Il existe donc un antidote, et il se trouve… dans le Coran lui-même, les hadiths (dits du prophète) et la sîra, ou biographie du messager de Dieu racontée par ses compagnons. Cette «chronique de la vie du prophète», dont il existe plusieurs versions, est apparue dès le premier siècle de l’islam pour permettre aux fidèles de mieux comprendre les versets du Coran, de les situer dans leur contexte.

Critiquer n’est pas trahir

Selon le duo Mahmoud Hussein, une lecture rationnelle et comparative de ces textes rend au texte sacré sa cohérence, et surtout permet de discerner les propos qui tiennent d’un contexte historique particulier de ceux qui ont valeur d’absolu. Le Coran sépare donc la Parole de Dieu des circonstances de sa dictée.

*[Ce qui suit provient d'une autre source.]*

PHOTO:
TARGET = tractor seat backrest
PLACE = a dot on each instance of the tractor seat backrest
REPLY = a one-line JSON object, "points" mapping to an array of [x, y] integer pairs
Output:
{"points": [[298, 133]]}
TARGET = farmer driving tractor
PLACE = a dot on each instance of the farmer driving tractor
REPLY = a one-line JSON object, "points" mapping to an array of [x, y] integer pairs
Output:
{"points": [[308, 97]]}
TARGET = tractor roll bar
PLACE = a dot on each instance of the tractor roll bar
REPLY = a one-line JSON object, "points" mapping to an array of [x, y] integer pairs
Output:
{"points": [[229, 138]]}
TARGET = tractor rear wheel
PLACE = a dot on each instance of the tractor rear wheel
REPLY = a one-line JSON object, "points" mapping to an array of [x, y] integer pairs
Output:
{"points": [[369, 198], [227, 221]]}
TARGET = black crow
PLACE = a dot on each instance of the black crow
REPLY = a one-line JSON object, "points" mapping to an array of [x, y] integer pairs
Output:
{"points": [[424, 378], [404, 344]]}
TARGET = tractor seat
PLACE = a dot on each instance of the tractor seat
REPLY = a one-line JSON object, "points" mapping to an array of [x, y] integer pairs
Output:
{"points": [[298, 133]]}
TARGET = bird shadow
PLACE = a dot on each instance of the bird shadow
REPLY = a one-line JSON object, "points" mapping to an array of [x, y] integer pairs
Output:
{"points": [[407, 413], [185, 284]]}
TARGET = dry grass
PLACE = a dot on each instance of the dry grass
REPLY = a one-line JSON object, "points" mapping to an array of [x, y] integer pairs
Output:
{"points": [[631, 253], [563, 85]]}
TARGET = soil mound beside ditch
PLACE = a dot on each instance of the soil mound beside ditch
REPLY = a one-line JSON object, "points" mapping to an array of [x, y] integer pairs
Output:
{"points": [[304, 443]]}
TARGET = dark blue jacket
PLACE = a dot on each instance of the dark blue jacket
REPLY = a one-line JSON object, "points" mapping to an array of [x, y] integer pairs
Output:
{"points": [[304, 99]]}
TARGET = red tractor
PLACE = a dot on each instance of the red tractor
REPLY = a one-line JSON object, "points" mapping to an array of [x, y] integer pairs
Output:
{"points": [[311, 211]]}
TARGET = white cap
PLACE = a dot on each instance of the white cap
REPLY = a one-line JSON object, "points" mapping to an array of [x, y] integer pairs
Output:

Contre l’idée d’un islam incréé, anhistorique et dont chaque mot est sacré, la al-sîra met en scène un Dieu capable de changer ses propres versets pour les remplacer par d’autres, plus justes.

Vingt hommes endurants ne suffisent pas à venir à bout de 200 infidèles, comme le suggérait le Très-Haut dans sa Révélation? Qu’à cela ne tienne, Dieu, «ayant considéré leur faiblesse» renfloue la troupe: 100 musulmans vaincront sans peine 200 ennemis de l’islam! De même, après avoir interdit à ses fidèles de visiter leur femme pendant les nuits du ramadan, Dieu abroge la règle, qui paraissait trop stricte aux compagnons…

Temps humain

Une lecture critique et rationnelle permet aussi de comprendre pourquoi, dans le Coran, on invoque ici la violence contre les juifs et les païens, alors que là on défend de verser leur sang: à nouveau, les jeux d’alliance et de rupture dans les années de conquête de la Péninsule arabique viennent rappeler que tout texte sacré est façonné dans le temps humain: de quoi déplaire tant à Montesquieu pour qui «la religion mahométane ne parle que de glaive», qu’aux islamistes qui verrouillent toute tentative de lecture raisonnable.

«On ne peut pas – on ne doit pas lire le Coran – comme si chacun de ses versets incorporait la divinité de Dieu, comme si la moindre distanciation représentait une trahison vis-à-vis de lui», concluent les deux auteurs, qui espèrent que cette «réfutation radicale» du fondamentalisme incarné à outrance par le projet Daech serve à agir, par-delà l’existence de ce prétendu Califat, comme vaccin contre l’intolérance et l’intégrisme, cette «maladie de l’islam» (Abdelwahhab Meddeb), qui nie l’héritage des Lumières et se complaît dans un retour à un VIIe siècle statique et fantasmé.


Mahmoud Hussein, «Les Musulmans au défi de Daech», Gallimard, 82 p.